野田首相は5月の大型連休中に訪米を予定しており、この際にTPP交渉参加を表明する可能性が指摘されている。「参加表明への地ならしだ」と民主党農林幹部。「米国の外圧だという見せかけ。やり方が何でもありになってきた」と危惧する。




●米通商代表部(USTR)は2日、2012年の外国貿易障壁報告書を発表した。米国が、日本の環太平洋連携協定(TPP)交渉参加条件として例示している牛肉、郵政の保険事業、自動車の非関税障壁などを撤廃すべき「貿易障壁」として強調。ミニマムアクセス(最低輸入機会=MA)米が主食用としてあまり利用されていないことや、農産物の高関税なども問題点として指摘した。新薬などの価格が高く設定される制度の導入も求めた。環太平洋連携協定(TPP)交渉で米国が要求している制度だ


米国は、TPP交渉への日本の参加条件を示していないが、これらの厳しい要求が、事前協議を含めて対日交渉方針の基になる可能性がある。同報告書はUSTRが毎年発表し、米国が貿易の障壁と見なす他国の制度を列挙している。
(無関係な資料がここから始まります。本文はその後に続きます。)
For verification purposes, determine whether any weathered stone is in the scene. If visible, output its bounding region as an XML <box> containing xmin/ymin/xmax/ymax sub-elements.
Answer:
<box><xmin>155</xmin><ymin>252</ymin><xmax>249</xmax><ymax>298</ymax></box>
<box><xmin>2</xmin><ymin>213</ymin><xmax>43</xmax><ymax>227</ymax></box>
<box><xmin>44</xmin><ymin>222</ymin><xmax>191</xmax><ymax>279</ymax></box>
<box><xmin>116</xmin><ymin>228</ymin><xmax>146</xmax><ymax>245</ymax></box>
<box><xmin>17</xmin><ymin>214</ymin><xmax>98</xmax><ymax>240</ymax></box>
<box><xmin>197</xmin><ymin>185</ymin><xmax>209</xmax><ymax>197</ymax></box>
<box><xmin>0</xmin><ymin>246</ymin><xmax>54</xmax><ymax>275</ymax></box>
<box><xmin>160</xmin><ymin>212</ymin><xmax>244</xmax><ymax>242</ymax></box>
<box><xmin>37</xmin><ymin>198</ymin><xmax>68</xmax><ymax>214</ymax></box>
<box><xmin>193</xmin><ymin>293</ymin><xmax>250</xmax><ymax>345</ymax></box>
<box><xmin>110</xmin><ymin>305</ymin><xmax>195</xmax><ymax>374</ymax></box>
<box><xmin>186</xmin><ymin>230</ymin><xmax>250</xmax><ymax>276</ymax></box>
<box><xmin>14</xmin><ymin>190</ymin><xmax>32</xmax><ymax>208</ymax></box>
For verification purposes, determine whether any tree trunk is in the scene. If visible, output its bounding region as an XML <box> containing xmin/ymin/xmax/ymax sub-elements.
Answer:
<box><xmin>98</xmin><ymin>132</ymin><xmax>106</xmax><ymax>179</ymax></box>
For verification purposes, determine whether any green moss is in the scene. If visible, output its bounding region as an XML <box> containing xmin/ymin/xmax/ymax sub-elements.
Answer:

11月に野田佳彦首相がTPP交渉参加に意欲を示してから初めての報告書となるため、要求内容や指摘事項が注目された。最初に記載されたのは11年と同様、20カ月齢以下に限り牛肉を輸入する月齢制限。牛海綿状脳症(BSE)の原因となる異常プリオンがたまりやすい特定部位を除去すれば、米国産牛肉は安全とする国際基準に合わせ、月齢制限を撤廃することを求めた。
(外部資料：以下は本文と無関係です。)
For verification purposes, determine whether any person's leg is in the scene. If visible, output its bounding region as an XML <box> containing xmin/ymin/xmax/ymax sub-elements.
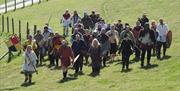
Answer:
<box><xmin>24</xmin><ymin>72</ymin><xmax>28</xmax><ymax>83</ymax></box>
<box><xmin>84</xmin><ymin>55</ymin><xmax>89</xmax><ymax>65</ymax></box>
<box><xmin>66</xmin><ymin>26</ymin><xmax>69</xmax><ymax>36</ymax></box>
<box><xmin>103</xmin><ymin>56</ymin><xmax>107</xmax><ymax>67</ymax></box>
<box><xmin>62</xmin><ymin>66</ymin><xmax>68</xmax><ymax>79</ymax></box>
<box><xmin>34</xmin><ymin>48</ymin><xmax>39</xmax><ymax>66</ymax></box>
<box><xmin>163</xmin><ymin>42</ymin><xmax>167</xmax><ymax>57</ymax></box>
<box><xmin>147</xmin><ymin>48</ymin><xmax>152</xmax><ymax>65</ymax></box>
<box><xmin>55</xmin><ymin>56</ymin><xmax>59</xmax><ymax>67</ymax></box>
<box><xmin>141</xmin><ymin>48</ymin><xmax>146</xmax><ymax>67</ymax></box>
<box><xmin>63</xmin><ymin>26</ymin><xmax>66</xmax><ymax>36</ymax></box>
<box><xmin>126</xmin><ymin>55</ymin><xmax>130</xmax><ymax>70</ymax></box>
<box><xmin>73</xmin><ymin>60</ymin><xmax>79</xmax><ymax>74</ymax></box>
<box><xmin>135</xmin><ymin>47</ymin><xmax>140</xmax><ymax>60</ymax></box>
<box><xmin>122</xmin><ymin>53</ymin><xmax>126</xmax><ymax>71</ymax></box>
<box><xmin>29</xmin><ymin>73</ymin><xmax>32</xmax><ymax>83</ymax></box>
<box><xmin>79</xmin><ymin>55</ymin><xmax>83</xmax><ymax>72</ymax></box>
<box><xmin>40</xmin><ymin>47</ymin><xmax>44</xmax><ymax>65</ymax></box>
<box><xmin>157</xmin><ymin>41</ymin><xmax>162</xmax><ymax>59</ymax></box>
郵政の金融事業やJAなど協同組合による共済には民間の保険会社と対等な競争条件を確保する規制の見直しを要求。日本郵政のかんぽ生命に対しては規制が見直されない限り、新商品の販売などの事業拡大を認めないよう求めた。これは米韓自由貿易協定で韓国に認めさせたルールと同じだ。


日本のTPP交渉参加に米国の業界団体が反対している自動車分野では、米国車や自動車部品の対日輸出が伸びないことを「深刻な懸念事項」とする文を追加し、前年より表現を強めた。非関税障壁として、新技術導入に対する規制や自動車の販売店の出店への規制などを例示した。ただ具体的な要求は示さなかった。


また業界団体が日本のTPP交渉参加を強く支持している医薬品や医療機器分野についても記述を拡充。技術革新への報酬や先端医療の製品開発を促す措置として、薬価を高く評価する価格算定ルールの実現を求めた。


一方、医療分野では、11年までは盛り込まれていた株式会社の病院経営への参入が削除された。日本国内で「TPPに参加すれば国民皆保険が脅かされる」との懸念が広がっていることを受け、TPP交渉参加への警戒感を和らげる狙いがあるとみられる。